Sunday 17 February 2013

Darts of Love




Photo by Nicola Stantiford

The launch of 'Dart' on Friday night at the Halo Cafe Bar in Bristol went pretty well: apart from a rather wobbly lectern, there were no hitches, the audience was attentive and appreciative, and I sold enough copies of the tome to off-set costs, which, of course, is what a launch is all about.  

Or is it?  I'll remember the evening for other, more special reasons.

First, the sight of two of my colleagues from the school for deaf children where I work signing my words, and Reg Meuross's songs, so that a third, who is deaf, could be part of the evening.    To see 'Dart''s first translation into a different language in process was beautiful, moving and exciting.  I must have the best colleagues in the western hemisphere.

Hearing the voices of my characters, which for years resounded only in my  head, somehow cross the 665 years between them and me was just brilliant.  And that some of them were read by my son, Samuel, who has autism and learning difficulties but who performed with confidence and aplomb, was miraculous. 

The last hour before the launch started, when the room filled up with people I love from all eras and areas of my life, was so warm and sustaining that I'll keep the memory in my pocket and take it whenever I need it.  




Photo by Maxine Fone

I'd like to say a few thank yous:

to my troupe of readers, Pameli Benham, Ruth Boston, Maxine Fone, Samuel Grashoff and John Terry (who has also taken my lectern home to fix); 

to my mediaeval troubadour, Reg Meuross, whose songs dovetailed so well with the themes of the night (except, maybe, for 'It's Me or Elvis' although, as Reg pointed out, the King of Rock and Roll is dead,  much like most victims of the plague); 

to Hazel Hammond for being a warm and capable MC and for bringing three turnips along to add to my collection of root vegetable lanterns gurning from the sides of the room;  

to Andi Langford-Woods for the loan of her PA and her reassuring expertise; 

to Jenny, my daughter, who filmed it;

to the wonderful writer for young adults, Julie Hearn, for providing me with a quote for the back cover, becoming a dear friend and fellow-jaunter, and travelling down from Abingdon to be there on the night;

to my cousin Sandra who made a blizzard-defying flight across the Atlantic from New Jersey;

to my friend, Jill, for providing late night curry, champagne and company,

and to everyone else who attended.  You have all made my inner seven year old, who always wanted to be a writer but whom I ignored for far too long, very happy indeed.   

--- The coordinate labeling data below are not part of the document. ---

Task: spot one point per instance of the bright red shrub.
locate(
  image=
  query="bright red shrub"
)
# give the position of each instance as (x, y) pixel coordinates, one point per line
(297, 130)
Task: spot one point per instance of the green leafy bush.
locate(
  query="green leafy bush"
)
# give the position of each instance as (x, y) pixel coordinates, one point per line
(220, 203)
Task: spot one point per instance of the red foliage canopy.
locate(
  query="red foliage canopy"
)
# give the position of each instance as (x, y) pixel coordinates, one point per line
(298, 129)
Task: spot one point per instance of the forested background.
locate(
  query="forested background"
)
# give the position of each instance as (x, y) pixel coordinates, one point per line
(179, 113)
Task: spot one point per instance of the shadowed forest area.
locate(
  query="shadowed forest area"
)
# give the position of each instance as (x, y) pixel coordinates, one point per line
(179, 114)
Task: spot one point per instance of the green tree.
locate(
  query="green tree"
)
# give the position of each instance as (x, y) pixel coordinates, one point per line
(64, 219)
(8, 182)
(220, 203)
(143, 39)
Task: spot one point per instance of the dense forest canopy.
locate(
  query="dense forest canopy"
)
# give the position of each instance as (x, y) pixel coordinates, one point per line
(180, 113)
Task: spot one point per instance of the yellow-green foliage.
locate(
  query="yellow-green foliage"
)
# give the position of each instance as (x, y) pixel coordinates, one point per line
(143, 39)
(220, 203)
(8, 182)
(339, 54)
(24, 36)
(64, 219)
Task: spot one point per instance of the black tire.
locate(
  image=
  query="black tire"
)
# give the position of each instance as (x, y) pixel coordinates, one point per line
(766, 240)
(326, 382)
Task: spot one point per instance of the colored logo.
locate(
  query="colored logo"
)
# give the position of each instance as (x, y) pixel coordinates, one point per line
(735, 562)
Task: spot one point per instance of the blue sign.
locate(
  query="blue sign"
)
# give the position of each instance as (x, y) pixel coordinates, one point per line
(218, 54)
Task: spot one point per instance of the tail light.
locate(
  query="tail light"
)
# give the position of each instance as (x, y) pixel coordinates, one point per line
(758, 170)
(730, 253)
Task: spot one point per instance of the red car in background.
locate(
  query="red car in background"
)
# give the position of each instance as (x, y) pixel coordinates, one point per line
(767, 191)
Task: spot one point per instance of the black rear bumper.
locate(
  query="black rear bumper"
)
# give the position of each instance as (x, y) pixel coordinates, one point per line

Illustration by Dru Marland


Monday 11 February 2013

Still Burning


The Guardian has posted a fascinating video by the film-maker Sandra Lahire to mark the 50th anniversary today of the death of Sylvia Plath, whose poetry still burns as fiercely as ever.  

Friday 8 February 2013

Warm Earth


So ... erm ... before I was so rudely interrupted by the arrival of 'Dart' (a relief really, seeing as how the launch is only a week away), I was talking about my local wood and how spring is beginning to shoulder its way out into the open.  Here's a poem I wrote about the wood at the cusp of winter and spring three years ago.   


Warm Earth

Before celandines
fasten their buttons

before anemones
embroider themselves

the scent of warm earth
and a charge of wild garlic

shocks the woodland
from its trance

fires the sap in limbs still
callipered by winter



©Deborah Harvey 2010, 2013








Tuesday 5 February 2013

Dancing to the End of Love

I've got into the habit of working through my lunch hour when I am office-based on Mondays and Tuesdays. This is all the more foolish because I work five minutes walk away from a lovely wood in a miniature gorge with a river running through it and a bronze age burial mound in the field above it, all made more miraculous by the fact that it is on the edge of a large inner-city council estate.  And to my shame, I hadn't visited since October.  So today, as it was sunny and dry and I fanced a break, I took a stroll down there.  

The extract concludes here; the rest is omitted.